Master Issue: Function Compatibility with the Different Datatypes of AnnData Fields #829

eroell · 2024-11-26T08:33:09Z

Description of feature

Right now AnnData fields such as .X can have different datatypes, being e.g. numpy dense arrays, sparse arrays, or dask arrays.

Some ehrapy functions are compatible with multiple of these types, while some are not.

We can roll this out in a 2 step process:

Introduce a consistent response for functions that fail for a given datatype.
One way to implement this could be via consistent use of single-dispatch.
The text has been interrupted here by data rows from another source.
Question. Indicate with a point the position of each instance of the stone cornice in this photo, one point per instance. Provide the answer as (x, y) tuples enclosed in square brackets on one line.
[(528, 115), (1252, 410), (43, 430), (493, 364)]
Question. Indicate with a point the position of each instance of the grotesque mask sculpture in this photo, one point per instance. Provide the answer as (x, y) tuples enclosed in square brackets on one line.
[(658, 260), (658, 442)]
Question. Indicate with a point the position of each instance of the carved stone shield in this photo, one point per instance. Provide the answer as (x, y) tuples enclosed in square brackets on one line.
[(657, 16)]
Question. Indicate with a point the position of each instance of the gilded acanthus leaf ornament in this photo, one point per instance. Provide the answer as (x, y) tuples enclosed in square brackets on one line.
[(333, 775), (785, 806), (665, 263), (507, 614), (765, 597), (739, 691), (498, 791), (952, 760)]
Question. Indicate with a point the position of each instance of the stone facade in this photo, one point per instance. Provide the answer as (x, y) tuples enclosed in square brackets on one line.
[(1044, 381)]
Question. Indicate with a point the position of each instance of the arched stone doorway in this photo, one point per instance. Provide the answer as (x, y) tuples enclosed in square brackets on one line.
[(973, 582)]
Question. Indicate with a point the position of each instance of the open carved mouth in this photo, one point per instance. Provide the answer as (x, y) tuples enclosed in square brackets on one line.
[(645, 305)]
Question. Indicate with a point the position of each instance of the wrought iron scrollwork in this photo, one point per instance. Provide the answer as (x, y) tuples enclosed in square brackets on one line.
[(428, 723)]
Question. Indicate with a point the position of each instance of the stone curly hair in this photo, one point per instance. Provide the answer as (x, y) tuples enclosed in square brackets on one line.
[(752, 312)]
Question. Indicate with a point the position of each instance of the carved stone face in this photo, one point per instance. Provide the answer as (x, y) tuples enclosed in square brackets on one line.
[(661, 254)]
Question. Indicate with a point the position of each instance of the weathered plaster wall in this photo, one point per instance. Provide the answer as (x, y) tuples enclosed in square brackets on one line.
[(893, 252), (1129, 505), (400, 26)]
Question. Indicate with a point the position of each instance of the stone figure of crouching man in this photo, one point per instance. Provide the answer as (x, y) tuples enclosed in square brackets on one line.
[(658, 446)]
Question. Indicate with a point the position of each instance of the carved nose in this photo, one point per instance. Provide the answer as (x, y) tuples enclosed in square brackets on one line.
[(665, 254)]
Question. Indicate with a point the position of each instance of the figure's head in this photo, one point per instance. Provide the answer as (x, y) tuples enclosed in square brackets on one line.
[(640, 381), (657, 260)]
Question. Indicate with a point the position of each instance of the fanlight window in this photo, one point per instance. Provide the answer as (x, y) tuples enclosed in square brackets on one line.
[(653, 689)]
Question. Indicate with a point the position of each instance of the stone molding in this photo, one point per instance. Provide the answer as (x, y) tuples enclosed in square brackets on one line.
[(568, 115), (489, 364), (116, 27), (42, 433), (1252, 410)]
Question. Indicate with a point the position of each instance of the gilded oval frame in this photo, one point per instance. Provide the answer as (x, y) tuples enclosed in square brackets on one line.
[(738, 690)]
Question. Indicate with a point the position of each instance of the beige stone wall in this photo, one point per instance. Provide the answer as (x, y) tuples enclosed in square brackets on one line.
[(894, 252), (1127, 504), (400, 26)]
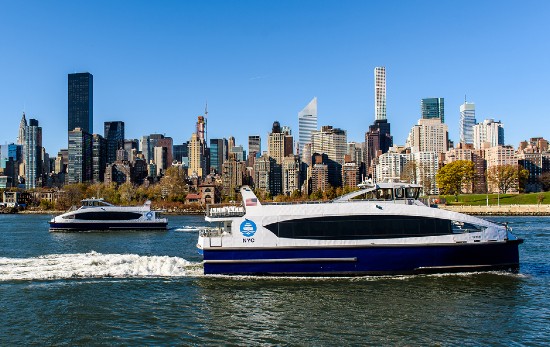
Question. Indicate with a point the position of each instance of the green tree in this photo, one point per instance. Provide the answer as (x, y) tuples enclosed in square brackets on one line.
[(316, 195), (127, 193), (297, 194), (453, 176), (544, 181)]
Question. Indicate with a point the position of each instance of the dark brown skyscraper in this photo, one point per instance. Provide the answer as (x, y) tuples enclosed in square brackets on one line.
[(80, 101)]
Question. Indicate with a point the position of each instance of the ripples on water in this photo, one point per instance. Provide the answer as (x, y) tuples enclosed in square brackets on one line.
[(147, 288)]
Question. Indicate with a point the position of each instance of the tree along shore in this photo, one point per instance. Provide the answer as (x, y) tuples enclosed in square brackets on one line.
[(502, 210)]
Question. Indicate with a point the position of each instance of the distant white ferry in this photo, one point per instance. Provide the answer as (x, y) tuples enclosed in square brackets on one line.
[(97, 214), (388, 232)]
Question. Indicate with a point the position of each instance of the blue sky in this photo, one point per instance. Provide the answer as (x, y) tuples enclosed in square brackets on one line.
[(156, 63)]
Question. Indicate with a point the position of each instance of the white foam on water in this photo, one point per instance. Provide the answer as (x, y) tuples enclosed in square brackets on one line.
[(93, 265), (187, 228)]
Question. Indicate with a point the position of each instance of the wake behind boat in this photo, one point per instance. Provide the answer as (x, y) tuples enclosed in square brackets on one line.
[(97, 214), (388, 232)]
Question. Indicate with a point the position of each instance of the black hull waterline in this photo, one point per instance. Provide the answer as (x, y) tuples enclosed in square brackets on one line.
[(106, 226), (369, 260)]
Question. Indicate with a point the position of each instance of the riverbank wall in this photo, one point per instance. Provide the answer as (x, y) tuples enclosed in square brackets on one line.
[(502, 210)]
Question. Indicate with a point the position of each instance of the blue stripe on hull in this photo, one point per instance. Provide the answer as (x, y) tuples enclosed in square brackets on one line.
[(371, 260), (106, 226)]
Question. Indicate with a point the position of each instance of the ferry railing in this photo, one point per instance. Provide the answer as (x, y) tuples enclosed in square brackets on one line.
[(210, 232), (225, 210)]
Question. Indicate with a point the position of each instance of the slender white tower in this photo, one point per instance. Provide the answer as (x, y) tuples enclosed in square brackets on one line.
[(380, 93), (307, 123)]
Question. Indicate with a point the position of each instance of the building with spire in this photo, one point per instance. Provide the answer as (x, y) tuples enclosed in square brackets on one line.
[(114, 135), (378, 139), (32, 153), (467, 122), (488, 134), (21, 135), (431, 108), (307, 123)]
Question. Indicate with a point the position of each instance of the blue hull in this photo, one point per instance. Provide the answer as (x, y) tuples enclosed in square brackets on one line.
[(364, 260), (107, 226)]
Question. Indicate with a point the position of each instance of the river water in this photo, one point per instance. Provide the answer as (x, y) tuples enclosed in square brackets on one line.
[(147, 288)]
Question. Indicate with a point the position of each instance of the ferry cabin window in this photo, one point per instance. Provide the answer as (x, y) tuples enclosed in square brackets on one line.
[(384, 194), (360, 227), (412, 192), (108, 215), (399, 193)]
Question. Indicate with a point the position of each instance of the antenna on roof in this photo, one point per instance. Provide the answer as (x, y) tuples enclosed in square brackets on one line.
[(206, 124)]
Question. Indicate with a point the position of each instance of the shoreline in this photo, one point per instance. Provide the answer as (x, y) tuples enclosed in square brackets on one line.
[(168, 213), (502, 210)]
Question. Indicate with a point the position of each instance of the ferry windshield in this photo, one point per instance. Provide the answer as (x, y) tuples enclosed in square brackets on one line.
[(412, 192), (384, 194)]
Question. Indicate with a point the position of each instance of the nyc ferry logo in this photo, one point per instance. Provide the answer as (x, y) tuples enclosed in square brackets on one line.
[(248, 228)]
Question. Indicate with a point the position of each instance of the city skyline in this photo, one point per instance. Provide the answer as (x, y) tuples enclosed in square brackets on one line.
[(272, 82)]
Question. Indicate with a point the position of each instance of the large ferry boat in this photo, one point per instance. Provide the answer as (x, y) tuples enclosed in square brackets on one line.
[(97, 214), (380, 229)]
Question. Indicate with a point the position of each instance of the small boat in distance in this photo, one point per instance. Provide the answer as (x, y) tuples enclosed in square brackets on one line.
[(388, 231), (97, 215)]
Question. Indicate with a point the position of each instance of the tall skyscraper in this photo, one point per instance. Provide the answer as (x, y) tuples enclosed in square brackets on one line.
[(80, 156), (307, 123), (114, 135), (99, 158), (279, 142), (467, 122), (80, 101), (488, 132), (429, 135), (433, 108), (255, 145), (32, 153), (332, 142), (218, 154), (21, 135), (380, 93), (196, 156), (378, 139)]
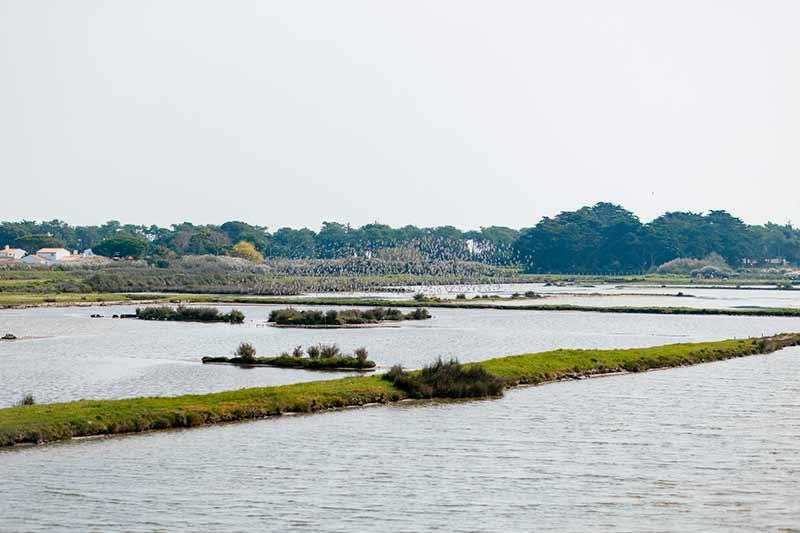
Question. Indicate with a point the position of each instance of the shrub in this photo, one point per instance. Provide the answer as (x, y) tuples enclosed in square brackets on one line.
[(189, 314), (28, 399), (246, 250), (687, 266), (291, 316), (361, 354), (329, 350), (418, 314), (246, 351), (313, 352), (446, 379)]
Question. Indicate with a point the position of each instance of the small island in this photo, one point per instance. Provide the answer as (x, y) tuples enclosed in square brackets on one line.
[(291, 317), (187, 314), (321, 357)]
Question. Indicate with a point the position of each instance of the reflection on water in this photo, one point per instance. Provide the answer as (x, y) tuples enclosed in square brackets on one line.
[(80, 357), (714, 447)]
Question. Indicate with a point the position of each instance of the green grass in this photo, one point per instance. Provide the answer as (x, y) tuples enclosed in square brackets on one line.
[(305, 363), (16, 299), (478, 304), (50, 422)]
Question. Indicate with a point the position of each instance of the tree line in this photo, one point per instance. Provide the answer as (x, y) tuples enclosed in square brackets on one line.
[(596, 239)]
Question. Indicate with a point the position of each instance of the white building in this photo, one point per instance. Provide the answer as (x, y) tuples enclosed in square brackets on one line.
[(12, 253), (53, 254), (34, 260)]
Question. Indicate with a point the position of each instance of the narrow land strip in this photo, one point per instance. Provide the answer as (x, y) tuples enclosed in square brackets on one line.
[(51, 422)]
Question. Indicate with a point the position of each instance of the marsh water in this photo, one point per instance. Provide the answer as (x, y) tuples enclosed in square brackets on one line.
[(713, 447), (63, 354)]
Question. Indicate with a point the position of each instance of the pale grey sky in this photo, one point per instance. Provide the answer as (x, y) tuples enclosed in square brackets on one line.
[(426, 112)]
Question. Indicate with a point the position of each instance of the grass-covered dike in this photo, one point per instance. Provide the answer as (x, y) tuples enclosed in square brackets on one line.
[(320, 357), (188, 314), (51, 422), (333, 318)]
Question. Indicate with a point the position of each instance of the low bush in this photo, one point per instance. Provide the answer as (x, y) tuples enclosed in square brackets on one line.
[(347, 317), (446, 379), (28, 399), (189, 314), (320, 357), (245, 351)]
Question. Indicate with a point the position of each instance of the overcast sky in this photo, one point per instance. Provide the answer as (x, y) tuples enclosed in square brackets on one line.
[(410, 112)]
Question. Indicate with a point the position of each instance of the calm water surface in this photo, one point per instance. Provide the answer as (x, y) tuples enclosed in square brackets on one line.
[(714, 447), (65, 355), (605, 295)]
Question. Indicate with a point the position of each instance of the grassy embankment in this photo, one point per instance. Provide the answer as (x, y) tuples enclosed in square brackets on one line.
[(478, 304), (13, 299), (320, 357), (50, 422), (188, 314), (292, 317), (304, 363)]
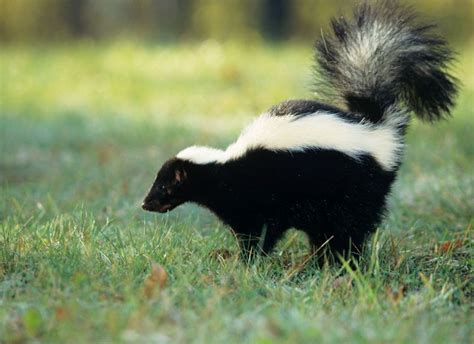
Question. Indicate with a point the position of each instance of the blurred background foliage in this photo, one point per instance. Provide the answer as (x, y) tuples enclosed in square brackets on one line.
[(174, 20)]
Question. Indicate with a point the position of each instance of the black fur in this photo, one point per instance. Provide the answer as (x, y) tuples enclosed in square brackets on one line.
[(407, 63), (324, 192)]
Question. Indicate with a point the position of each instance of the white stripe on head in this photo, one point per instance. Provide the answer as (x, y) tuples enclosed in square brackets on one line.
[(319, 130)]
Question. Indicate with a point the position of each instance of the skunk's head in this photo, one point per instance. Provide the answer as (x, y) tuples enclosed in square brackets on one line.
[(170, 188)]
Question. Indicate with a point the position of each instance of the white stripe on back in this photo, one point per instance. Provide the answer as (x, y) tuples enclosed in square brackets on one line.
[(319, 130)]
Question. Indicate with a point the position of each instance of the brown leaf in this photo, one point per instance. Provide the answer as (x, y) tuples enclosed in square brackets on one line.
[(396, 295), (221, 254), (60, 313), (155, 280), (342, 282), (448, 246)]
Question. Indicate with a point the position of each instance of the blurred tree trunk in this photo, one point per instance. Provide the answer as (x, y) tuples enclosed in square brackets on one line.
[(274, 18), (74, 15), (171, 17)]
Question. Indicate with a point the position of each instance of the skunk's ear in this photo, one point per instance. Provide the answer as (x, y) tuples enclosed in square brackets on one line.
[(180, 175)]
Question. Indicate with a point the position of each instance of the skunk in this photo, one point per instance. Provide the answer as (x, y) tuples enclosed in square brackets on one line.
[(323, 169)]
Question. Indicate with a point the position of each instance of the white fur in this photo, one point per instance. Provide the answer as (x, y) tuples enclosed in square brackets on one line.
[(319, 130)]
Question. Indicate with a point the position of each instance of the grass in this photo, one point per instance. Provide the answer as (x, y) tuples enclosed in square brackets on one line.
[(85, 127)]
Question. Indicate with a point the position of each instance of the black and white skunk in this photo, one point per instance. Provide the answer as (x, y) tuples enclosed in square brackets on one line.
[(323, 169)]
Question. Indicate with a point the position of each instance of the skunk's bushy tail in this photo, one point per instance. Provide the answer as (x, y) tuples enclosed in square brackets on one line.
[(381, 59)]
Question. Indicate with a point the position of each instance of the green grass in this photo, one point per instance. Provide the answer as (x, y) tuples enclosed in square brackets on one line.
[(83, 130)]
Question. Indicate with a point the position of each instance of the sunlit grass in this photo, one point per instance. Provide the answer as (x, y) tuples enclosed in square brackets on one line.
[(83, 130)]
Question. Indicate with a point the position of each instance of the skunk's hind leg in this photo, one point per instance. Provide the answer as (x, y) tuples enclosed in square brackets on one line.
[(258, 238)]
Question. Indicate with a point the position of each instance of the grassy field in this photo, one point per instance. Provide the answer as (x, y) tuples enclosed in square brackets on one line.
[(83, 130)]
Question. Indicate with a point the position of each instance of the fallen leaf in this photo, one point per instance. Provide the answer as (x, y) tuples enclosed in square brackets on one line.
[(221, 254), (396, 295), (60, 313), (155, 280), (342, 282), (448, 246)]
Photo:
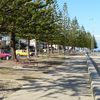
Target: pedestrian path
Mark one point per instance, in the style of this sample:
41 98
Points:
69 81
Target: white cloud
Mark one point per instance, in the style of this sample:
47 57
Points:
97 37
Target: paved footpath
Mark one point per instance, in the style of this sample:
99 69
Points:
69 81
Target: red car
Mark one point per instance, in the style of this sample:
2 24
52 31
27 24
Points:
6 56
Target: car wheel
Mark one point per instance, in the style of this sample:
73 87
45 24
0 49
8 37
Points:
7 57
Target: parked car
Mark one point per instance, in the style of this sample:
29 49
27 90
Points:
23 53
5 56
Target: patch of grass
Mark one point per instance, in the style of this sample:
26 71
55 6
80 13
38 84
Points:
5 70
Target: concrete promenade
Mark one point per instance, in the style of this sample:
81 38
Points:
69 81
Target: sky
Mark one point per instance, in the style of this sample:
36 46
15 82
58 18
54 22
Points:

Should also include dedicated tests.
Address functions or batches of functions step by step, and extend the datatypes they support
The order could be determined with volume of estimated usage, required effort, and typical data load (e.g. operations happening on full feature set vs lower-dimensional space)

List of affected functions

Module	Function	What to do?
.\anndata\anndata_ext.py	anndata_to_df
.\anndata\anndata_ext.py	_assert_encoded
.\anndata\anndata_ext.py	set_numeric_vars
.\anndata\anndata_ext.py	_to_dense_matrix
.\io\_read.py	_write_cache
.\io\_read.py	_decode_cached_adata
.\io\_write.py	write
.\preprocessing\_balanced_sampling.py	balanced_sample
.\preprocessing\_encoding.py	encode
.\preprocessing\_encoding.py	_one_hot_encoding
.\preprocessing\_encoding.py	_label_encoding
.\preprocessing\_encoding.py	_delete_all_encodings
.\preprocessing\_encoding.py	_update_obs
.\preprocessing\_imputation.py	explicit_impute
.\preprocessing\_imputation.py	_simple_impute
.\preprocessing\_imputation.py	knn_impute
.\preprocessing\_imputation.py	_knn_impute
.\preprocessing\_imputation.py	miss_forest_impute
.\preprocessing\_imputation.py	mice_forest_impute
.\preprocessing\_normalization.py	_scale_func_group
.\preprocessing\_normalization.py	scale_norm
.\preprocessing\_normalization.py	minmax_norm
.\preprocessing\_normalization.py	maxabs_norm
.\preprocessing\_normalization.py	robust_scale_norm
.\preprocessing\_normalization.py	quantile_norm
.\preprocessing\_normalization.py	power_norm
.\preprocessing\_normalization.py	log_norm
.\preprocessing\_normalization.py	_prep_adata_norm
.\preprocessing\_normalization.py	offset_negative_values
.\preprocessing\_quality_control.py	_obs_qc_metrics
.\preprocessing\_quality_control.py	_var_qc_metrics
.\tools\_sa.py	ols
.\tools\_sa.py	glm
.\tools\feature_ranking\_rank_features_groups.py	rank_features_groups

The text was updated successfully, but these errors were encountered:

nicolassidoux · 2024-11-26T12:32:01Z

In addition to what @eroell mentioned, here are my initial—perhaps naive—thoughts on a potential strategy we could adopt:

Assess and Implement Full Support for All Datatypes
- We could evaluate each function that manipulates layer data and ensure it supports every possible datatype.
Adopt a Standard Datatype with Conversion Extensions
- Alternatively, we could standardize all functions to operate on a single datatype (for example, NumPy arrays 😉).
- Extensions could then handle the conversion of the real underlying datatype to NumPy for processing, and back to the original datatype afterward.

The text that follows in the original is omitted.